Wednesday, June 16, 2010

Pop stars of yesteryear... and today

The Boston Globe found this story interesting, and so did I:

As consumers buy fewer and fewer CDs, an interesting phenomenon is occurring — artists who appeal to older listeners are showing up surprisingly high on the charts.

The reason: Adults are largely the ones buying CDs these days. Younger people tend to download in general and focus on singles.

“We’re appealing to the last buying vestiges of the public, because adults don’t steal, because we don’t know how to,’’ said legendary producer and songwriter David Foster, who produced Buble’s latest album. Older consumers, he said, are “still married to the concept of ‘put the CD in the car, put the CD in the library.’ We’re still in that zone, and that’s why this is still working.’’
Some of the hot acts burning up the Billboard charts these days are Michael Buble, Sarah McLaughlin, Sade, and Susan Boyle.

What gives? Less CD sales overall, and the demographic that tends to buy CDs are older. The Rolling Stones' recent reissue of "Exile on Main Street" ranked #2 on the list with 76K units sold. Ten years ago, that might've placed the album in the lower part of the top twenty; it took sales of at least 100,000 to crack the Top Ten. The older population appears to be in the habit of buying CDs, and also has a life equipped for CD listening, such as CD players in cars. They also tend to give CDs as gifts.

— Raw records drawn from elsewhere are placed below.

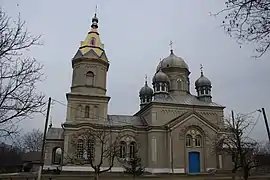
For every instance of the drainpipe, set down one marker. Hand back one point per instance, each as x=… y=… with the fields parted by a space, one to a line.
x=171 y=150
x=169 y=131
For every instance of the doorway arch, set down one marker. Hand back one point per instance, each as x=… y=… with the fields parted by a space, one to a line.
x=194 y=162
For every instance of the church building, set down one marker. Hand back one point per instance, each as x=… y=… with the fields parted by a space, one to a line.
x=172 y=128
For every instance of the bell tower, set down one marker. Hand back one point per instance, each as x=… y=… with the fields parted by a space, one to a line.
x=87 y=100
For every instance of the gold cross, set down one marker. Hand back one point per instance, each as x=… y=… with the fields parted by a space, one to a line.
x=96 y=9
x=201 y=68
x=171 y=43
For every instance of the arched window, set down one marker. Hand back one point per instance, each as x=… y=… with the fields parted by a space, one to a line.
x=158 y=87
x=79 y=111
x=202 y=91
x=93 y=41
x=198 y=141
x=132 y=149
x=123 y=149
x=86 y=112
x=179 y=84
x=91 y=150
x=163 y=87
x=188 y=140
x=57 y=155
x=80 y=149
x=90 y=78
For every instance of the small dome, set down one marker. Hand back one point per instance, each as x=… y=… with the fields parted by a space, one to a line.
x=202 y=81
x=161 y=77
x=146 y=90
x=172 y=61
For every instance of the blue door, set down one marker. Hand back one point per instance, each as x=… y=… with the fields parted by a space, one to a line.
x=194 y=162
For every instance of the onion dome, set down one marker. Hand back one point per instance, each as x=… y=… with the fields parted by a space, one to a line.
x=160 y=77
x=146 y=90
x=172 y=61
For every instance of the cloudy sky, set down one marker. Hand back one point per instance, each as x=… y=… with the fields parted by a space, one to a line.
x=136 y=35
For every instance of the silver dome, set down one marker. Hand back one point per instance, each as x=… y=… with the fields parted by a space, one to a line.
x=160 y=77
x=202 y=81
x=146 y=90
x=172 y=61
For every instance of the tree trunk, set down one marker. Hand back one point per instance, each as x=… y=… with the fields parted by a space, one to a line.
x=97 y=176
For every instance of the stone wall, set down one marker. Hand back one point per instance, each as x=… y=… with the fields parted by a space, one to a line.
x=118 y=176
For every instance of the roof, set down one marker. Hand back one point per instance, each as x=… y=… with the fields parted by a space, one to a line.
x=55 y=134
x=31 y=156
x=187 y=99
x=120 y=120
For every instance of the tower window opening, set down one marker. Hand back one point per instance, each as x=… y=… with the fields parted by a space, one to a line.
x=202 y=91
x=163 y=87
x=86 y=112
x=158 y=87
x=123 y=149
x=91 y=150
x=80 y=149
x=132 y=149
x=90 y=78
x=188 y=140
x=179 y=84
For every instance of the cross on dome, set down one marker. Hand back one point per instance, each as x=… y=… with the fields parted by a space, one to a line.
x=171 y=45
x=201 y=67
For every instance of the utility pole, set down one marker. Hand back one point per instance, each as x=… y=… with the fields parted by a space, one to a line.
x=233 y=119
x=266 y=124
x=44 y=139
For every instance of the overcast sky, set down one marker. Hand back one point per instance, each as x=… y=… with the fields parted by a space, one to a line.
x=136 y=35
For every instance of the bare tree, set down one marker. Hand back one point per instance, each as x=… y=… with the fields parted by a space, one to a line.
x=133 y=164
x=97 y=147
x=32 y=141
x=236 y=143
x=19 y=75
x=248 y=21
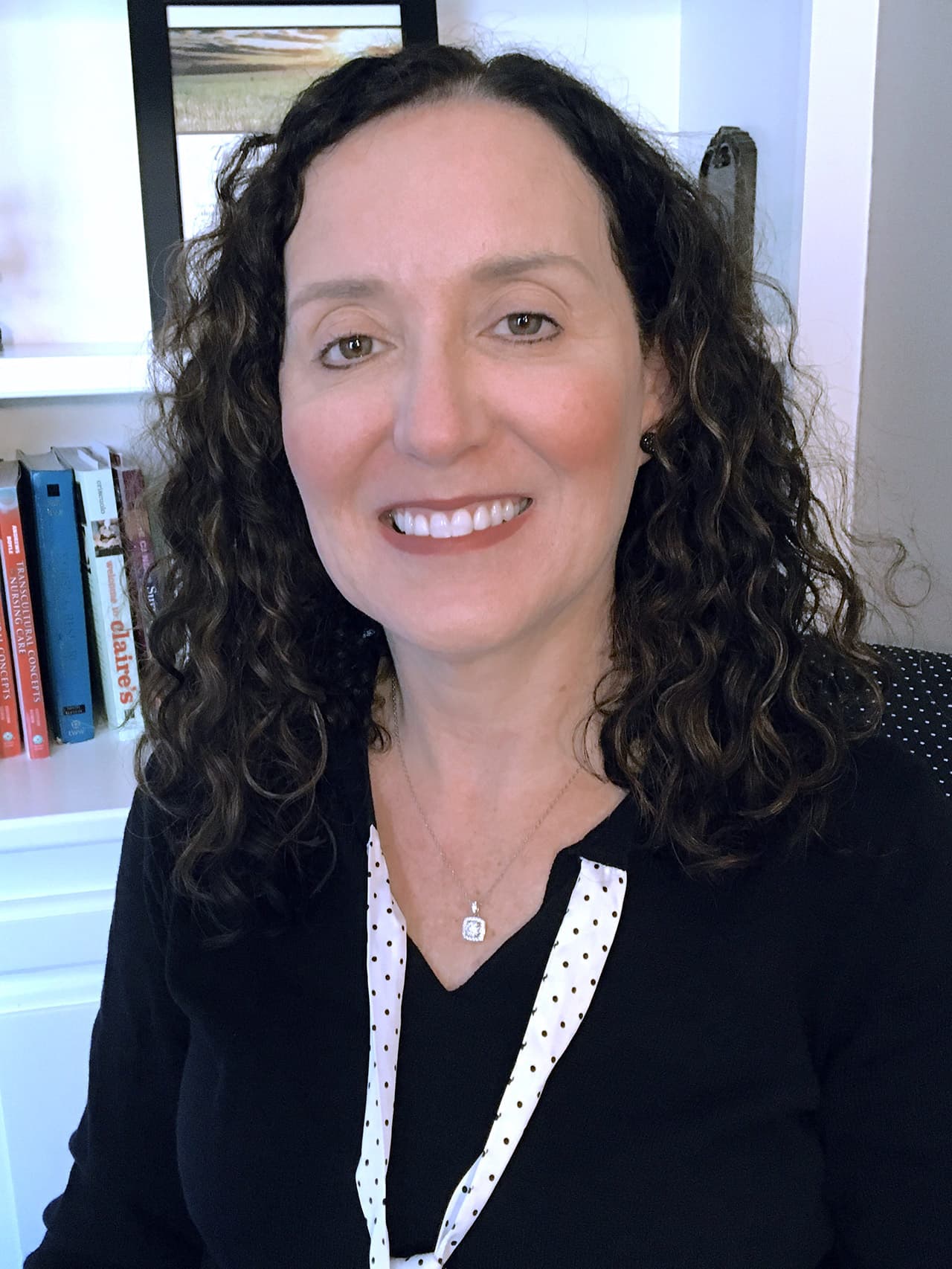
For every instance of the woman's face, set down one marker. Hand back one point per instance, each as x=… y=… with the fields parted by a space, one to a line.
x=445 y=395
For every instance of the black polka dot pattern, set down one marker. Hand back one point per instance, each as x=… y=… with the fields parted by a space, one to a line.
x=567 y=986
x=919 y=707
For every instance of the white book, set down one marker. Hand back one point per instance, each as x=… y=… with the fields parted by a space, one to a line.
x=106 y=573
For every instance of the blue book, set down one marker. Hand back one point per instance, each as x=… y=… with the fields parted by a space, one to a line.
x=51 y=533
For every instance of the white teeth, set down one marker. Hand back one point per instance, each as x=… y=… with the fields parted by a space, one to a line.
x=461 y=523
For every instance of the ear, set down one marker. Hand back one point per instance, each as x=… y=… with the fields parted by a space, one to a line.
x=659 y=393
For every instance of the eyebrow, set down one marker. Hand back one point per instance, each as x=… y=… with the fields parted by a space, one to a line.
x=492 y=269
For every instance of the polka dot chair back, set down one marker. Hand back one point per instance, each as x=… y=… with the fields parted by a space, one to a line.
x=919 y=706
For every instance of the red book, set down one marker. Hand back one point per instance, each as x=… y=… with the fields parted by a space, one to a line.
x=10 y=742
x=23 y=636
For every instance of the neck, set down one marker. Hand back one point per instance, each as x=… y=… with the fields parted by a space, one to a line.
x=506 y=727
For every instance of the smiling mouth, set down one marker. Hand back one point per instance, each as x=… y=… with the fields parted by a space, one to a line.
x=463 y=523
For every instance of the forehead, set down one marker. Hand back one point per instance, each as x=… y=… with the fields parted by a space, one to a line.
x=432 y=187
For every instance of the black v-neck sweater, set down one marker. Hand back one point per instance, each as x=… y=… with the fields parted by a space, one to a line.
x=763 y=1079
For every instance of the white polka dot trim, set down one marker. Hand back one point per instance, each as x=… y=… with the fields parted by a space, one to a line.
x=567 y=986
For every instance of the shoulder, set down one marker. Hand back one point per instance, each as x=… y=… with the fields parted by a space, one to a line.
x=890 y=805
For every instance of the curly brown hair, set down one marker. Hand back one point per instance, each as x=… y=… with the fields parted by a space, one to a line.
x=734 y=678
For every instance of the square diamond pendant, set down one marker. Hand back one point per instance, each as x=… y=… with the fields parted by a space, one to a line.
x=474 y=929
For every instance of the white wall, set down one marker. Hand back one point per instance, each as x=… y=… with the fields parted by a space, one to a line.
x=71 y=244
x=745 y=64
x=904 y=446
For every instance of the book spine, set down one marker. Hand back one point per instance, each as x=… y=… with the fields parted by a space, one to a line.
x=10 y=742
x=112 y=618
x=138 y=548
x=61 y=603
x=23 y=636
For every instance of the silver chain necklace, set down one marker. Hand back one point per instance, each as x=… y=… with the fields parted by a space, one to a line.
x=474 y=928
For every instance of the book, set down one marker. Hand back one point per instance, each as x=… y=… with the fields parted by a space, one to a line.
x=19 y=608
x=117 y=669
x=136 y=537
x=51 y=535
x=10 y=742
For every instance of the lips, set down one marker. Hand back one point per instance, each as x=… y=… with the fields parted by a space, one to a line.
x=467 y=501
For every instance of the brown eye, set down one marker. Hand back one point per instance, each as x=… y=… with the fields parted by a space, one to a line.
x=527 y=324
x=350 y=343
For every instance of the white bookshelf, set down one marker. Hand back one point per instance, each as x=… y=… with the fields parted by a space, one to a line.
x=93 y=777
x=73 y=371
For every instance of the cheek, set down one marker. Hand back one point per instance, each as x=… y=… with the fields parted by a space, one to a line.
x=592 y=431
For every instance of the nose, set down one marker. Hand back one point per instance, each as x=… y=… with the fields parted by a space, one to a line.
x=440 y=411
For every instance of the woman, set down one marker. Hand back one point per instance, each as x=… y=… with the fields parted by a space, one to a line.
x=655 y=925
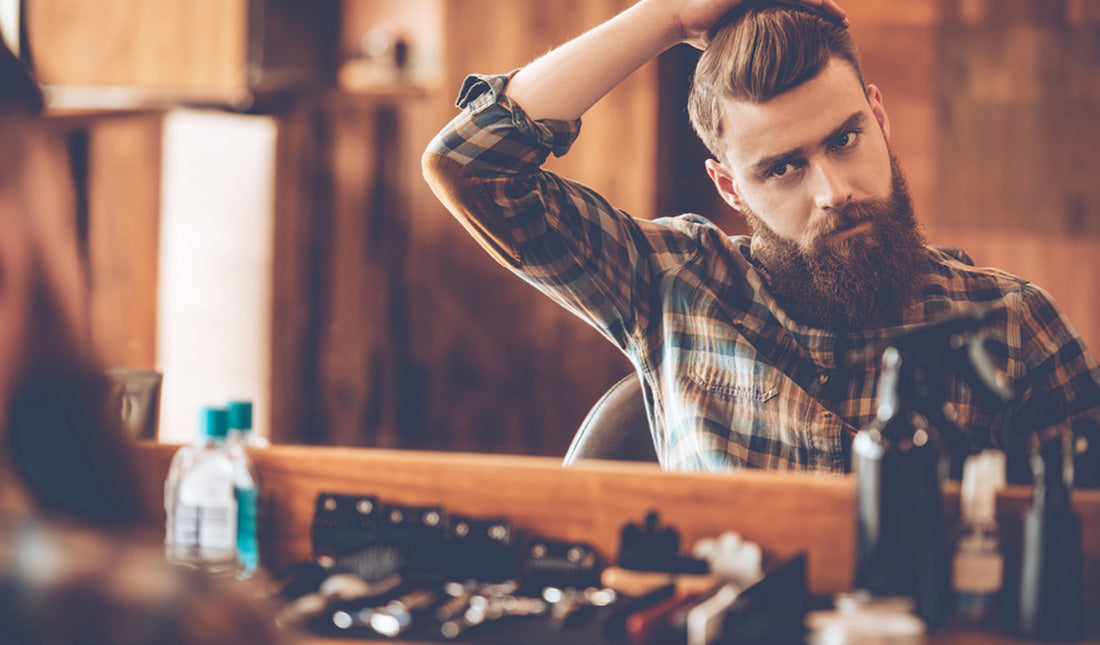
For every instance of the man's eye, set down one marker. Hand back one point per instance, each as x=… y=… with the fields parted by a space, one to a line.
x=846 y=140
x=780 y=170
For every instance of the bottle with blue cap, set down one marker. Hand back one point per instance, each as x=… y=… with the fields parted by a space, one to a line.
x=245 y=487
x=200 y=501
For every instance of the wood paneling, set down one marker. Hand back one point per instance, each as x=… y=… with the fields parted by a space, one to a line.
x=171 y=44
x=116 y=163
x=124 y=225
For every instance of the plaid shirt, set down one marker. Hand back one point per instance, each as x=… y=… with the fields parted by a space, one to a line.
x=729 y=379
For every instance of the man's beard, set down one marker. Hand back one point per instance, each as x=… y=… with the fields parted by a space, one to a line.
x=860 y=283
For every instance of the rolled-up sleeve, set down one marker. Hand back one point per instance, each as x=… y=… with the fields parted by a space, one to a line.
x=559 y=234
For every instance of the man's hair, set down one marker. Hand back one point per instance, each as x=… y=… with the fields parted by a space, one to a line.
x=758 y=52
x=19 y=93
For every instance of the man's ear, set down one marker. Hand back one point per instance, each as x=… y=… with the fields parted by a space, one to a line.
x=724 y=182
x=875 y=99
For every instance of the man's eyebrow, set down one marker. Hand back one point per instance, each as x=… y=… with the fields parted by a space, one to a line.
x=762 y=166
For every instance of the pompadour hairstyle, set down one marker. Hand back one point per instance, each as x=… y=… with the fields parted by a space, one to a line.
x=758 y=52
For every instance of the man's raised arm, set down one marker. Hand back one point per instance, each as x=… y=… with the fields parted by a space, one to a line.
x=567 y=82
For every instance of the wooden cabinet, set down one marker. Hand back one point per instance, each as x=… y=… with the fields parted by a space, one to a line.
x=208 y=51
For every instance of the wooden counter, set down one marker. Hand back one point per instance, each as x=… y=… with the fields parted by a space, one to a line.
x=785 y=514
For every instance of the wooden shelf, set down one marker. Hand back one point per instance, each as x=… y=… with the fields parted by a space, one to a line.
x=784 y=513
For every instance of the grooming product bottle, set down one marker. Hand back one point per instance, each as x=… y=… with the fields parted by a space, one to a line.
x=978 y=569
x=245 y=487
x=200 y=501
x=901 y=545
x=1052 y=580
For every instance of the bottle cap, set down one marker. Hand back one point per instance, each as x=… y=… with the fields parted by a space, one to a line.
x=213 y=422
x=982 y=476
x=240 y=415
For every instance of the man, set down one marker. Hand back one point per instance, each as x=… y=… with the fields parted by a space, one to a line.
x=744 y=345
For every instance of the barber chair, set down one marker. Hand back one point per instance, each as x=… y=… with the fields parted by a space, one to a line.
x=616 y=427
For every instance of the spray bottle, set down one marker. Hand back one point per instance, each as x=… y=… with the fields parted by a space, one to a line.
x=901 y=539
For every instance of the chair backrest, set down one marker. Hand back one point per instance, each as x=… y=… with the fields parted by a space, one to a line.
x=616 y=427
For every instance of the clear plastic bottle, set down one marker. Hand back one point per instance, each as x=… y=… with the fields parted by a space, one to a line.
x=978 y=569
x=200 y=501
x=245 y=487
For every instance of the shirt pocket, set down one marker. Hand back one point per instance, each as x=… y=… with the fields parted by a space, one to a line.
x=733 y=414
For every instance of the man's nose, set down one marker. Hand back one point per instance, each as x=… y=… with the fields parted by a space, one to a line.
x=832 y=187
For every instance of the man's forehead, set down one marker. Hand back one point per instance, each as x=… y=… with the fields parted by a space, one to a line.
x=798 y=118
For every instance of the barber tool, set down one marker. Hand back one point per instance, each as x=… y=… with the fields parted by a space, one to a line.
x=901 y=545
x=730 y=557
x=652 y=548
x=568 y=604
x=704 y=620
x=487 y=603
x=343 y=524
x=978 y=568
x=771 y=610
x=421 y=534
x=392 y=619
x=549 y=562
x=615 y=625
x=1052 y=605
x=1087 y=446
x=631 y=582
x=859 y=618
x=644 y=626
x=373 y=571
x=481 y=548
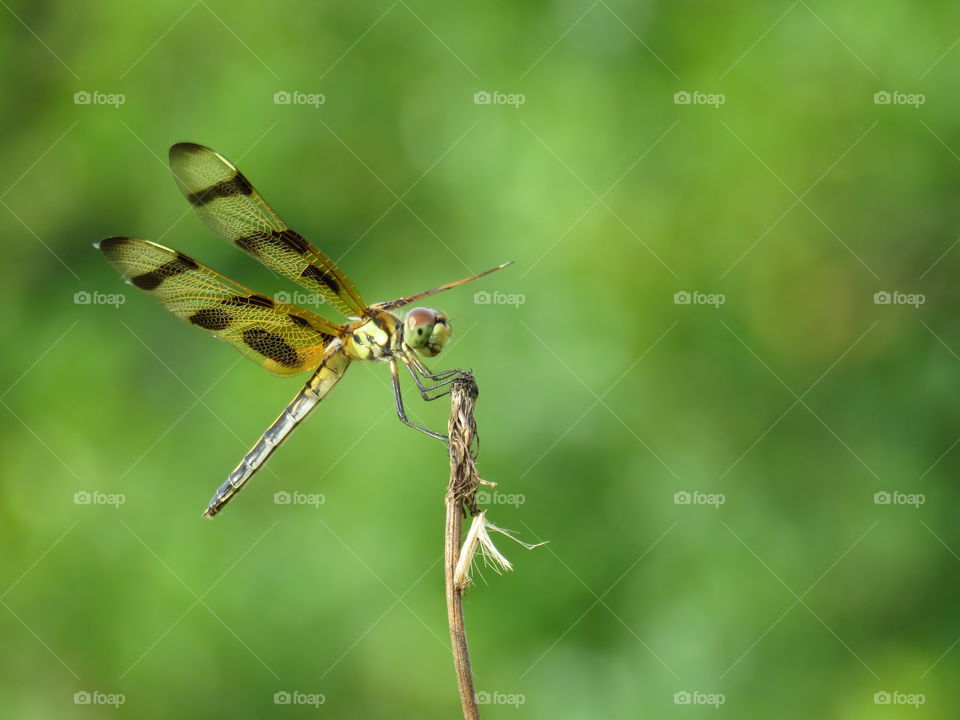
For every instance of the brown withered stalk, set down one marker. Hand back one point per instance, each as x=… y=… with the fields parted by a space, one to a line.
x=460 y=500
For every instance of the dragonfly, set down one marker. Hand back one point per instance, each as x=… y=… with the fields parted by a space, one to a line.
x=283 y=338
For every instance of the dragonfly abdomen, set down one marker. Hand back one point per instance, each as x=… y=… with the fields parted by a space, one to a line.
x=322 y=381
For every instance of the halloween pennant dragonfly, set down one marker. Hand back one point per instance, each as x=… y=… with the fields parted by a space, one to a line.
x=284 y=339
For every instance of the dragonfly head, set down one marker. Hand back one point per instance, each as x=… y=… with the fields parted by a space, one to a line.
x=426 y=331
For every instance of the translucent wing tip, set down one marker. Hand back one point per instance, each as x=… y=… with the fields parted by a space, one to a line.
x=181 y=149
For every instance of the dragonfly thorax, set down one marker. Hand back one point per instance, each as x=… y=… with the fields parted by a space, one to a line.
x=376 y=336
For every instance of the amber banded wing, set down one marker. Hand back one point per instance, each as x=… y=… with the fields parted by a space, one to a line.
x=284 y=339
x=230 y=206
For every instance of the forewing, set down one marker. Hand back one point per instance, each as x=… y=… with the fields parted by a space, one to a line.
x=284 y=339
x=230 y=206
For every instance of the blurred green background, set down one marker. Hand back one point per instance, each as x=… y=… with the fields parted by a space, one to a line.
x=785 y=188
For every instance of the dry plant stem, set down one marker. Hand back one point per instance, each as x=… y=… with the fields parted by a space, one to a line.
x=464 y=480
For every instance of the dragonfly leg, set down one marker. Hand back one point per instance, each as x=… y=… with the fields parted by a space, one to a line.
x=420 y=372
x=398 y=398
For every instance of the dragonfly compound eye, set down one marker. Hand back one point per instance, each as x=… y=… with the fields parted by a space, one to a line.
x=426 y=331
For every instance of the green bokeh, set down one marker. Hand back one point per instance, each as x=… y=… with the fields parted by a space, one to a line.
x=798 y=198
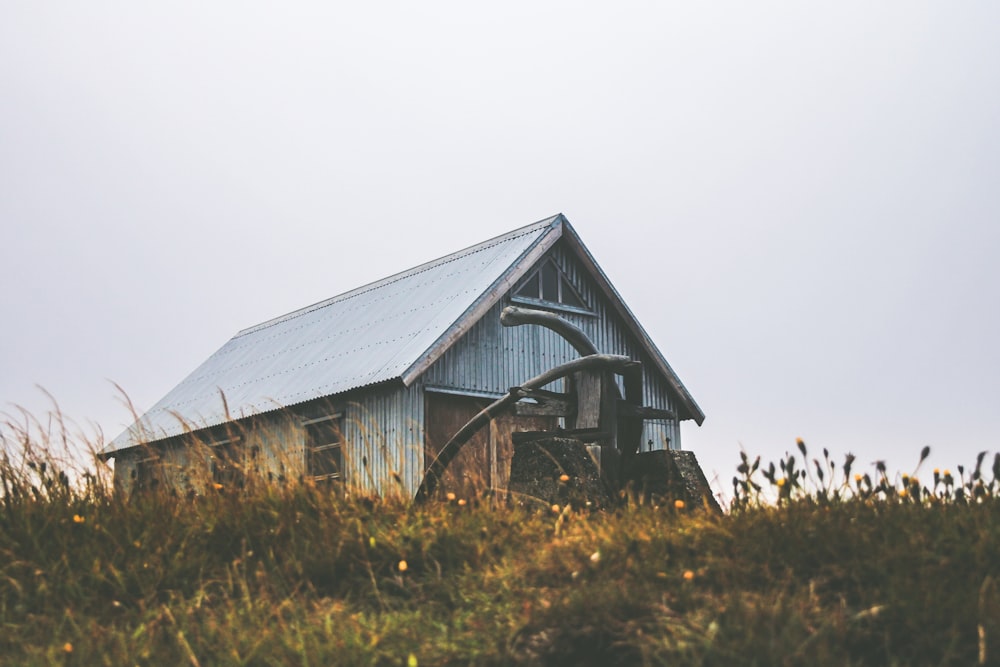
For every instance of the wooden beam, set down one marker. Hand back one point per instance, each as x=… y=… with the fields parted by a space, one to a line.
x=549 y=404
x=629 y=410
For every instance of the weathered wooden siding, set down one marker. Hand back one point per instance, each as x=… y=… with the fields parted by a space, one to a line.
x=490 y=358
x=384 y=431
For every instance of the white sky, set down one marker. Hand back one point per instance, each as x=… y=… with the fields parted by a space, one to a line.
x=799 y=201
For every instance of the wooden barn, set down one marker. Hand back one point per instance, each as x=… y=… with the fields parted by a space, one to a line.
x=364 y=388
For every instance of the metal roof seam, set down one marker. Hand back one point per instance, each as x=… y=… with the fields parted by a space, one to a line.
x=403 y=275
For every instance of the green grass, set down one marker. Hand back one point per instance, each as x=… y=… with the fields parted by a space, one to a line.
x=833 y=571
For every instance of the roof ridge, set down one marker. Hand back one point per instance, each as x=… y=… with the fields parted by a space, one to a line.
x=402 y=275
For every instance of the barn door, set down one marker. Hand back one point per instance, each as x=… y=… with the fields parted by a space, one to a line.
x=484 y=462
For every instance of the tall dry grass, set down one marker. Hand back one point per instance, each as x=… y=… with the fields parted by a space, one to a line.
x=836 y=570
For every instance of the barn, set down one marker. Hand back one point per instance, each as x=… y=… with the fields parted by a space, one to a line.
x=363 y=389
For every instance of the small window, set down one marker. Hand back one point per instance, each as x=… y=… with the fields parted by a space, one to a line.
x=325 y=449
x=147 y=476
x=227 y=463
x=549 y=284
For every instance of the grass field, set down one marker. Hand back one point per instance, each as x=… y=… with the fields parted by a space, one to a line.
x=839 y=567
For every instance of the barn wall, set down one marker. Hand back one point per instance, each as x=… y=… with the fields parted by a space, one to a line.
x=491 y=358
x=384 y=431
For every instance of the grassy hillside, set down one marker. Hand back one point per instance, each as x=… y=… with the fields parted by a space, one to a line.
x=840 y=568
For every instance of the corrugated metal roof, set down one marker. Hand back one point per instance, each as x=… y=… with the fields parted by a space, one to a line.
x=372 y=334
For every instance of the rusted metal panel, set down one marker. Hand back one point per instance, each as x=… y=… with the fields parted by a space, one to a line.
x=491 y=358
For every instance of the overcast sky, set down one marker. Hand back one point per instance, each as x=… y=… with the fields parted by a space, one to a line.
x=799 y=201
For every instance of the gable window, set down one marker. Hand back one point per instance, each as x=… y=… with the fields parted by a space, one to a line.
x=325 y=448
x=549 y=284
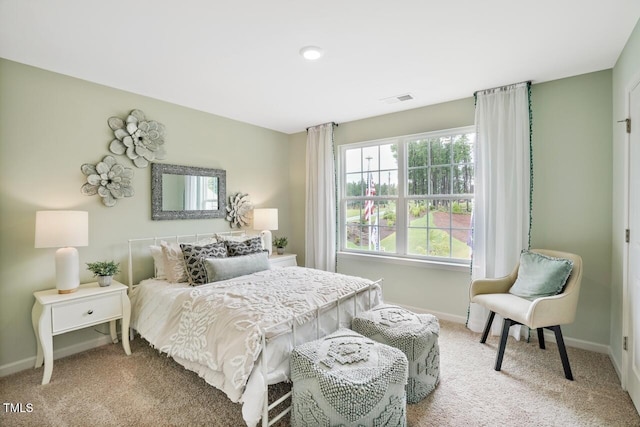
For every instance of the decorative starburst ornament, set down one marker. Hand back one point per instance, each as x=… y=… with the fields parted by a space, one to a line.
x=238 y=210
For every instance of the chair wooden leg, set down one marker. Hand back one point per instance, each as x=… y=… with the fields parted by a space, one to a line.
x=487 y=327
x=541 y=338
x=563 y=352
x=503 y=342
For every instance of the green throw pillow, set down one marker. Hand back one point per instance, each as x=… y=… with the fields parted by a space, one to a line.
x=540 y=275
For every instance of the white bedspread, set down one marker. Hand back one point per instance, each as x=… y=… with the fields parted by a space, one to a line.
x=215 y=329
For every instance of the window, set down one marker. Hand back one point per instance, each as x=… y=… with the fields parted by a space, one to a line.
x=409 y=196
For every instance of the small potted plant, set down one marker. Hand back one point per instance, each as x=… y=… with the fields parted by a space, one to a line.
x=104 y=271
x=280 y=243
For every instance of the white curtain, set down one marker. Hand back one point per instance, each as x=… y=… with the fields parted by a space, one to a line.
x=502 y=199
x=320 y=221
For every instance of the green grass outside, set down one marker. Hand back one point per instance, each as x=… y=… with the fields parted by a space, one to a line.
x=417 y=241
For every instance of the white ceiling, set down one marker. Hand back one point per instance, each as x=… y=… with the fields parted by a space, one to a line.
x=239 y=59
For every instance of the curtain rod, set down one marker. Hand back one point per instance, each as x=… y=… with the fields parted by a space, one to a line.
x=333 y=123
x=502 y=87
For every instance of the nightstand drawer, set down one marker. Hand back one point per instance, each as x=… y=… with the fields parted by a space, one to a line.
x=87 y=311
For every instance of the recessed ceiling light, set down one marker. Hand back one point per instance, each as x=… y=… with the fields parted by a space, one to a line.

Which begs the mechanics of gift giving -- would you rather give someone a physical CD or a gift card to iTunes where the giftee can choose what they'd like to listen to, albeit with a smidgen of work involved? And on a broader sense, paying attention to the CD charts today feels very outdated, and not reflective of general listening habits. But what can you do, when digital music floats around the intertubez and BitTorrentz uncharted, and unpaid for?

Time for a new way to chart what we're listening to. Any ideas?

1 comments:

thetallnathan said...

A new version of "charts" - look at the top downloads at iTunes (for the legal download set). Or the top downlaods at beemp3.com or some other platform to find out what's big in the much larger gray- or black-market of downloading. It won't necessarily tell you which new releases are tops, but it's a potential measure of downloading behavior.